This tasty and easy recipe works with any firm white fish fillets such as cod, haddock, sea bass or halibut. I recently made it in Miami using fresh tilapia fillets from Costa Rica, and it turned out super tasty. Here in Nice I might use whiting or pollock fillets, which benefit from extra flavours.

The Mediterranean flavours from tomato, onion, garlic, olives, extra virgin olive oil, and herbs work with even frozen white fish fillets. Just defrost the fillets first and pat dry with kitchen paper before using them.

2 servings

About 400 gram (14.1 oz) firm white fish fillets
1 shallot or ½ onion, minced
1 clove garlic, minced
8 black olives, chopped
2 ripe tomatoes or about 10- 12 cherry tomatoes, chopped
2 tbsp pesto rosso, red pesto (or 2 sundried tomatoes, minced)
1 tsp Provençal herbs
Freshly ground black pepper
4 tbsp breadcrumbs
3 tbsp olive oil
1 tbsp butter
Fresh parsley or basil to decorate
Lemon wedges to serve

Preheat the oven to 200⁰ C / 400⁰ F.

Butter a shallow baking dish which is large enough to hold the fish fillets in one layer. Place the fish in it.
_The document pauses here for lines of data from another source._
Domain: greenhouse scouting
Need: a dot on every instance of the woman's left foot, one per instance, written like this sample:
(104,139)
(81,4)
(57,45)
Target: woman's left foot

Mince the shallot and garlic. Chop the tomatoes and olives. In a bowl mix the tomatoes, shallot, garlic, olives, pesto rosso, Provençal herbs and some black pepper. Spread this mixture evenly on top of the fish fillets.

Sprinkle the breadcrumbs over the top and drizzle on the olive oil.
Place the dish in the oven and bake for 25- 40 minutes depending on the thickness of the fish fillets. The fish is cooked when it is opaque and flakes easily with a fork.